Что же дало силу Н. Морозову перенести с этой бодростью выпавшее на его долю тяжелое испытание? Без всякого колебания, мы готовы ответить: высокая культура духа… Н. Морозов… тетрадь за тетрадью писал свои «Научные записки и заметки», которых к концу его заключения набралось 26 томов. Лишенный не только надежды, что эти «записки и заметки» будут когда-либо опубликованы, но даже уверенности, что их не истребит в один случайный день чья-нибудь равнодушная рука, Н. Морозов работал из одной бескорыстной любви к науке и к истине» 2.

В подвиге Н. Морозова В. Брюсов видел не только индивидуальный психологический феномен, но и новое звено в исторической цепи борьбы свободолюбивого человеческого духа против усугубляющегося давления деспотизма и изуверства. Исторический контекст, в котором стояла для В. Брюсова судьба революционера-народовольца, особенно отчетливо очерчен им в черновике той же рецензии – это судьба Достоевского и Чернышевского: «Говорят, что Птоломеи давали возможность александрийским медикам проводить анатомические опыты над живыми людьми. В русской истории можно найти примеры экспериментов более поразительных. Разве не замечателен такой опыт: взять гениального писателя и отправить его на четыре года в каторжные работы, чтобы посмотреть, не напишет ли он после этого «Преступления и наказания» и «Братьев Карамазовых». Или: взять [мощный ум, властвующий над всем современным ему поколением], взять всесторонне, энциклопедически образованного человека и на 23 года вырвать его изо всех условий цивилизованной жизни, бросить сначала в какую-то Кадаю, а потом в какой-то Вилюйск, чтобы убедиться, что знания, ум, талант могут восторжествовать и над таким испытанием!
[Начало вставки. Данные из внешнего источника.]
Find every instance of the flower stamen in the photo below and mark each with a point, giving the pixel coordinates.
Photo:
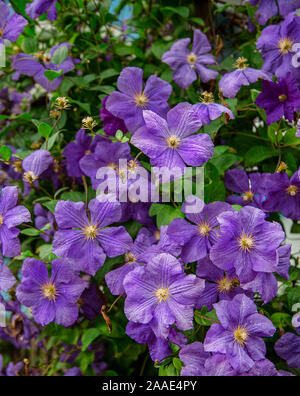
(141, 100)
(173, 142)
(192, 59)
(246, 242)
(292, 190)
(49, 291)
(162, 294)
(285, 45)
(29, 177)
(204, 229)
(241, 63)
(241, 335)
(248, 196)
(90, 232)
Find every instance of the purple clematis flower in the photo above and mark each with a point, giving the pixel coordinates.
(161, 294)
(40, 7)
(288, 348)
(42, 218)
(159, 348)
(276, 45)
(91, 302)
(219, 286)
(35, 66)
(197, 238)
(76, 152)
(266, 284)
(283, 194)
(231, 83)
(11, 216)
(104, 155)
(7, 280)
(13, 370)
(279, 100)
(111, 124)
(36, 164)
(115, 278)
(269, 8)
(169, 143)
(194, 357)
(52, 299)
(239, 334)
(187, 64)
(251, 189)
(133, 99)
(88, 240)
(10, 27)
(209, 111)
(247, 243)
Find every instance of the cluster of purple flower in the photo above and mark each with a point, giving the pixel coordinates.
(237, 252)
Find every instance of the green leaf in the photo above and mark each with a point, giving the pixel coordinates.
(290, 137)
(225, 161)
(272, 133)
(85, 106)
(119, 135)
(199, 21)
(258, 154)
(5, 153)
(74, 196)
(30, 232)
(50, 205)
(45, 251)
(280, 319)
(52, 75)
(60, 55)
(158, 49)
(44, 130)
(184, 12)
(165, 214)
(88, 337)
(51, 141)
(30, 45)
(293, 294)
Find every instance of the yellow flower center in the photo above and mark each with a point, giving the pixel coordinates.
(47, 58)
(285, 45)
(62, 103)
(192, 59)
(292, 190)
(173, 142)
(89, 123)
(141, 100)
(241, 63)
(157, 235)
(226, 285)
(248, 196)
(29, 177)
(162, 294)
(246, 242)
(49, 291)
(207, 97)
(241, 335)
(204, 229)
(130, 258)
(17, 166)
(282, 98)
(91, 232)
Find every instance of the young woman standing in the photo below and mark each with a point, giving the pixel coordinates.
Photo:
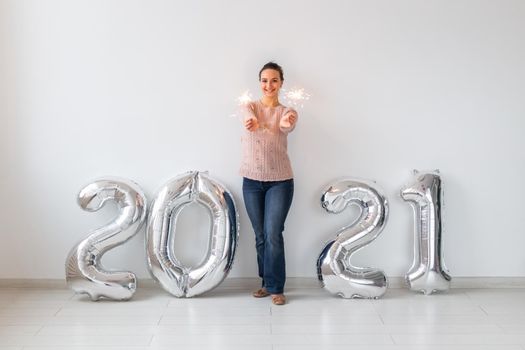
(268, 179)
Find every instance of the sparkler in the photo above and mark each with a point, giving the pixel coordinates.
(296, 97)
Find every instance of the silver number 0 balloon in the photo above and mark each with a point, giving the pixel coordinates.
(427, 273)
(84, 273)
(334, 268)
(177, 279)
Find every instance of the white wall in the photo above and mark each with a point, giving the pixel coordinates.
(145, 90)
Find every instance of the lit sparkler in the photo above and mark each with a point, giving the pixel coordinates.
(296, 97)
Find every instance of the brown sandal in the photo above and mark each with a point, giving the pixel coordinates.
(278, 299)
(261, 293)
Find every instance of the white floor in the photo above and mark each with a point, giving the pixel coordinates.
(481, 319)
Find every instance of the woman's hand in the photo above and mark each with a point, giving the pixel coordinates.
(289, 120)
(251, 124)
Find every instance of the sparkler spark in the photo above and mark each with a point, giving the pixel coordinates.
(245, 98)
(296, 97)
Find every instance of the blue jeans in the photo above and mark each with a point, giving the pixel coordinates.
(267, 204)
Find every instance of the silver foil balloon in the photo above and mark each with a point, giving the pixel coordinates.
(84, 273)
(428, 272)
(334, 268)
(188, 188)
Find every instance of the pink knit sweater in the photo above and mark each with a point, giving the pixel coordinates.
(264, 151)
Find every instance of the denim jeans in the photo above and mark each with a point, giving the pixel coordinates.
(267, 204)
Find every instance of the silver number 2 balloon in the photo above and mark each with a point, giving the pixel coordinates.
(177, 279)
(428, 273)
(334, 268)
(84, 273)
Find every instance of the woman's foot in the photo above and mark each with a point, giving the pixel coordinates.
(261, 293)
(278, 299)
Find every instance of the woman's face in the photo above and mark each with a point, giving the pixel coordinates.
(270, 83)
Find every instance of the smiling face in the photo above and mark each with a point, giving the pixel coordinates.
(271, 83)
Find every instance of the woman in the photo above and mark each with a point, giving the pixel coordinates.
(268, 179)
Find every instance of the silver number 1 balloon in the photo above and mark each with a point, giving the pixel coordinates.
(84, 273)
(428, 273)
(177, 279)
(334, 268)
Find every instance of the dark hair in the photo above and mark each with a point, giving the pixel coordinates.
(274, 66)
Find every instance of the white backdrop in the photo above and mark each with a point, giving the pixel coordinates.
(145, 90)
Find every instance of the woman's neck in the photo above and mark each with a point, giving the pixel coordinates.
(270, 102)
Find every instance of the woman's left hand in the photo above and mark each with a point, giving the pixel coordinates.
(289, 120)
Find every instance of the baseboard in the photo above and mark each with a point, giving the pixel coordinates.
(291, 282)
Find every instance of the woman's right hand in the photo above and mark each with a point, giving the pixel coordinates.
(251, 124)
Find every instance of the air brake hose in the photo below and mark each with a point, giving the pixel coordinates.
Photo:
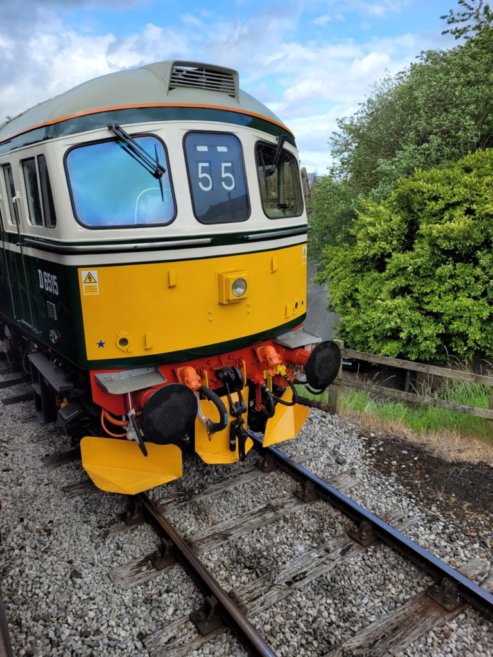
(209, 394)
(295, 395)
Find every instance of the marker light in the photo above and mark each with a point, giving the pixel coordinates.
(239, 287)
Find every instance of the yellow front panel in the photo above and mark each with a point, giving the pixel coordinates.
(145, 309)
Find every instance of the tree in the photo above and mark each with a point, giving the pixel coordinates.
(417, 281)
(475, 17)
(438, 111)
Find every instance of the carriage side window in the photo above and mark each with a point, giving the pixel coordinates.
(217, 177)
(110, 188)
(279, 181)
(10, 187)
(38, 192)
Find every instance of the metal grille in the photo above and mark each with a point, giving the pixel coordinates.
(201, 77)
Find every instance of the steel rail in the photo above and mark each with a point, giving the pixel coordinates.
(469, 591)
(229, 611)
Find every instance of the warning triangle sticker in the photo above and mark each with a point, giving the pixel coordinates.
(89, 278)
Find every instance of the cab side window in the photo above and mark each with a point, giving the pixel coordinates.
(10, 188)
(38, 192)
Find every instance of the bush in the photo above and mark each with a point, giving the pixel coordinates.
(417, 282)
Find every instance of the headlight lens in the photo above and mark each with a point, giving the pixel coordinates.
(239, 287)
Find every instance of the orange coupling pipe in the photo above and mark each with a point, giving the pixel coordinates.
(270, 356)
(189, 376)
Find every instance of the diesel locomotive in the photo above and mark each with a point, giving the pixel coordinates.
(153, 270)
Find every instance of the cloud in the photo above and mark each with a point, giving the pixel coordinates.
(307, 81)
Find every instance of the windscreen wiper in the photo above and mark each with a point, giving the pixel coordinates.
(135, 150)
(269, 169)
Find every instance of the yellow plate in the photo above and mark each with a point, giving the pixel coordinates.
(118, 466)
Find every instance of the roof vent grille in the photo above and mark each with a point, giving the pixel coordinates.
(200, 76)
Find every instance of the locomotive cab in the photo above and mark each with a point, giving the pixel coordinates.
(154, 245)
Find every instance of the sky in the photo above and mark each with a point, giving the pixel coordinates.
(311, 62)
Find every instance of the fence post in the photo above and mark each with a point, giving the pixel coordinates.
(490, 422)
(333, 396)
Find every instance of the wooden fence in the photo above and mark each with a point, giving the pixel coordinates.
(348, 381)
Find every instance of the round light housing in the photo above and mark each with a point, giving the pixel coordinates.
(239, 287)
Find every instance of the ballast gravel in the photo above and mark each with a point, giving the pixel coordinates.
(58, 548)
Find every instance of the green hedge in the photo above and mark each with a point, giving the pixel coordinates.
(418, 280)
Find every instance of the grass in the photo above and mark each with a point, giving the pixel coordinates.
(463, 433)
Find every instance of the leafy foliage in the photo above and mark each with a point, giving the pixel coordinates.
(417, 282)
(474, 17)
(438, 111)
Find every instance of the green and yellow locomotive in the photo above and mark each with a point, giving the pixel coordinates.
(153, 270)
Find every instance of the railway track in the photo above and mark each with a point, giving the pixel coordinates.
(443, 600)
(272, 552)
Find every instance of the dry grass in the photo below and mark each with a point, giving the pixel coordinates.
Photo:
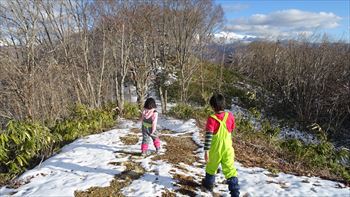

Я думаю, что перед такими очень широко поставленными опытами совершенно бледнеют опыты александрийских ученых… Н. А. Морозову выпал страшный жребий послужить объектом для одного из них» 3.

Отношения В. Брюсова и Н. Морозова имеют весьма знаменательную предысторию. В 70-е годы Н. Морозов был довольно коротко знаком с отцом поэта, Яковом Кузьмичом Брюсовым. Жена Морозова Ксения Алексеевна позднее рассказывала: «Еще в начале 80-х годов4  юноша-революционер Морозов, разыскиваемый полицией, живет в Москве на нелегальном положении. Он скрывается у различных сочувствующих его деятельности знакомых. В числе их и семья Брюсовых. Брюсовы живут в отдельном доме. Скрываться у них очень удобно. К маленькому живому темноглазому мальчику Валерию молодой революционер чувствует особую симпатию… Юноша Морозов расстается со своим маленьким приятелем, не предполагая, что встретит его через много лет, когда тот станет известным поэтом и писателем, а у него самого будет позади 25-летнее Шлиссельбургское заключение» 5.

Говоря в 1924 году об обстановке в родительском доме, об идейном климате, в котором он рос, В. Брюсов сказал, что помнит образ Морозова из дней своего раннего детства6.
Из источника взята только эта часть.